Good luck this year.


----------



## chughes (Aug 20, 2006)

where is this and how much?


----------



## Deano (Aug 20, 2006)

chughes said:
			
		

> where is this and how much?


----------



## shane111 (Aug 22, 2006)

*Update*

The property is in Toombs County. Food plots through out property. Planted in oats, wheat, peas, clover. $950.00 per member.
At this time there are 13 memberships avalible plus me. There is only 14 memberships total.


----------



## metheridge (Oct 10, 2006)

shane111 said:


> The property is in Toombs County. Food plots through out property. Planted in oats, wheat, peas, clover. $950.00 per member.
> At this time there are 13 memberships avalible plus me. There is only 14 memberships total.

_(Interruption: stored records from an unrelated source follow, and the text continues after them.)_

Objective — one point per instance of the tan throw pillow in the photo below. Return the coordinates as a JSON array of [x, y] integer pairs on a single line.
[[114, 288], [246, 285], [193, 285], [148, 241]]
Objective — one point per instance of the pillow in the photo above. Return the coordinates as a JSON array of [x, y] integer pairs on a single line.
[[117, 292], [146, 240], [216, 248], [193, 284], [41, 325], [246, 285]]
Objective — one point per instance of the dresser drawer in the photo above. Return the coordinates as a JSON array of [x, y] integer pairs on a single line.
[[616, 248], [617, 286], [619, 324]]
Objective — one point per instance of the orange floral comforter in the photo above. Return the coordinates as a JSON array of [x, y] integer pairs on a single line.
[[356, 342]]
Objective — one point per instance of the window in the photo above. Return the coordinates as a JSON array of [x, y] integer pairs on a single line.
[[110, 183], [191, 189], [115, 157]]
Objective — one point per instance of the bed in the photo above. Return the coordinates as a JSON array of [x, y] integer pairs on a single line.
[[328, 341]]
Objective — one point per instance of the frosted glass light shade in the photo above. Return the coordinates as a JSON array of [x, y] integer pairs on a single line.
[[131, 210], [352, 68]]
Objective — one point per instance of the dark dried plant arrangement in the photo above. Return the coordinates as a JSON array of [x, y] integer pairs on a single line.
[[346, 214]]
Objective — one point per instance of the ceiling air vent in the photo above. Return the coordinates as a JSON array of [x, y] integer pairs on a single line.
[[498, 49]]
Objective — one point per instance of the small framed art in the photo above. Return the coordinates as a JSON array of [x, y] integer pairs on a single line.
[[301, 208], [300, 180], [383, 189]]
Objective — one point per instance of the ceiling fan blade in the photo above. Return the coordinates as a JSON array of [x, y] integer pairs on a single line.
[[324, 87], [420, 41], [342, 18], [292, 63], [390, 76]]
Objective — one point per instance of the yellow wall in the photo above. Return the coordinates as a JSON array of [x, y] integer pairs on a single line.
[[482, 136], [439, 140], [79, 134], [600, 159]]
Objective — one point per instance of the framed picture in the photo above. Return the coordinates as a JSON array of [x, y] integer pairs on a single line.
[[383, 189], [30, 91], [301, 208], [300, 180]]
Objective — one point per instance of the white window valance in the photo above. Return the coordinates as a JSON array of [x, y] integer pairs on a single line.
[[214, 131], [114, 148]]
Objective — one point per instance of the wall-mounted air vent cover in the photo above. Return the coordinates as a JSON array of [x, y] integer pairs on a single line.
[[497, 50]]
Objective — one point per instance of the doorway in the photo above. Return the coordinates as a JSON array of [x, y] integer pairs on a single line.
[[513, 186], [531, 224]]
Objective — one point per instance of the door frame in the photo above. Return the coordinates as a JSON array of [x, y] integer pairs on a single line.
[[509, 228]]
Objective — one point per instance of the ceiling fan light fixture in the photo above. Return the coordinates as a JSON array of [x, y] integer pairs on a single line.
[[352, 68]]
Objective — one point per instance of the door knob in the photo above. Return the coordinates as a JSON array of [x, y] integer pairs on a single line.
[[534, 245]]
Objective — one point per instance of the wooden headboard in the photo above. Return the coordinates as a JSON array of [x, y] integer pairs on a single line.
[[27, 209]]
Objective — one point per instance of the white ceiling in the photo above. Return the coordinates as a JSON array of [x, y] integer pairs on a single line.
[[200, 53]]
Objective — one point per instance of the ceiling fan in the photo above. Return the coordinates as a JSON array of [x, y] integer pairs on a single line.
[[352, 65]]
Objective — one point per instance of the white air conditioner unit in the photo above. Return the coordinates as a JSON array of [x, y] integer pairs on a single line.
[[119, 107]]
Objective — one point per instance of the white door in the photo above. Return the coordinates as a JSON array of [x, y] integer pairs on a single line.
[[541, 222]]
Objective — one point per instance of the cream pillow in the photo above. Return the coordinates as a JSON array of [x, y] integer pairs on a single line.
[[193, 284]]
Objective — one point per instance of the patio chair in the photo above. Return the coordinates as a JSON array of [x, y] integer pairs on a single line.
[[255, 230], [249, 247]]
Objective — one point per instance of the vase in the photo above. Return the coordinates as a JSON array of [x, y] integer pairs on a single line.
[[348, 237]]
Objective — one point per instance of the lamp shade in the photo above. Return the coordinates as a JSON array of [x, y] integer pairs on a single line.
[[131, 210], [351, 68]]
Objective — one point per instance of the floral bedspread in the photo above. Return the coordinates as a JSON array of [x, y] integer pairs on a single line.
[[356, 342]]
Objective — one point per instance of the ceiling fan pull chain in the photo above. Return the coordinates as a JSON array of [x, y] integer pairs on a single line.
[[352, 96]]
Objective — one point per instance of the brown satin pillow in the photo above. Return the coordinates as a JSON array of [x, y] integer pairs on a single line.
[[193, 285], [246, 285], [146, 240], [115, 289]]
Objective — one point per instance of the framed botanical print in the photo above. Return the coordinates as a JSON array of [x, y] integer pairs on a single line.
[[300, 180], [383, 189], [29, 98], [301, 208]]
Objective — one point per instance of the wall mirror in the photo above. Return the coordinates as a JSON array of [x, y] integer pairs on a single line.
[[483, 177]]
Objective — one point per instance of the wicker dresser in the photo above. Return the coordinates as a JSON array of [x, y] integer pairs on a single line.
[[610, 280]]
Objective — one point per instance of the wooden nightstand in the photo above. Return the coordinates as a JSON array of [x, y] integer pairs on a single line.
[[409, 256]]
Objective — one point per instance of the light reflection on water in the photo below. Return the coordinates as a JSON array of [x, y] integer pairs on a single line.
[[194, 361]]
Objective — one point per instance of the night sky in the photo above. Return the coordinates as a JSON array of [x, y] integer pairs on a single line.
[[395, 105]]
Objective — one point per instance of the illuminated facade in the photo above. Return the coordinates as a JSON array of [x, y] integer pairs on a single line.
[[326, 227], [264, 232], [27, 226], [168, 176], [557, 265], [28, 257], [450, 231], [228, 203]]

Do you still have any memberships open on this lease?

Thanks,

Mel


----------



## COONDOG1717 (Dec 19, 2006)

WHAT ABOUT 2007 SEASON  THERE ARE 3 OF US


----------



## pinefarmer (Dec 19, 2006)

was this a club last year? If so where did all the member's go.. let me know a lil more info..352-625-6172 or email


----------



## scott mclain (Dec 20, 2006)

Is there a lodge or campsite, power, water?


----------



## champ (Feb 1, 2007)

1000 acres+14 hunters=poor deer harvest. 70 acres a piece? Not enough hunters in the woods to get them up and moving. But everybody has to be a "trophy hunter". Good luck guys.


----------



## cnichols33 (Mar 18, 2007)

shane111 said:


> This tract has been trophy managed for the past 25 years. Lots of creeks, oak bottoms and mixed pine and hardwood. The tract has not been hunted in the past three years. Fourteen hunters max.
> The property is located in Toombs County. Food plots through out the property. Planted in oats, wheat, peas, clover. $950.00 per member.




Shane do you have any spots left?


----------



## Vapor 300 (Mar 18, 2007)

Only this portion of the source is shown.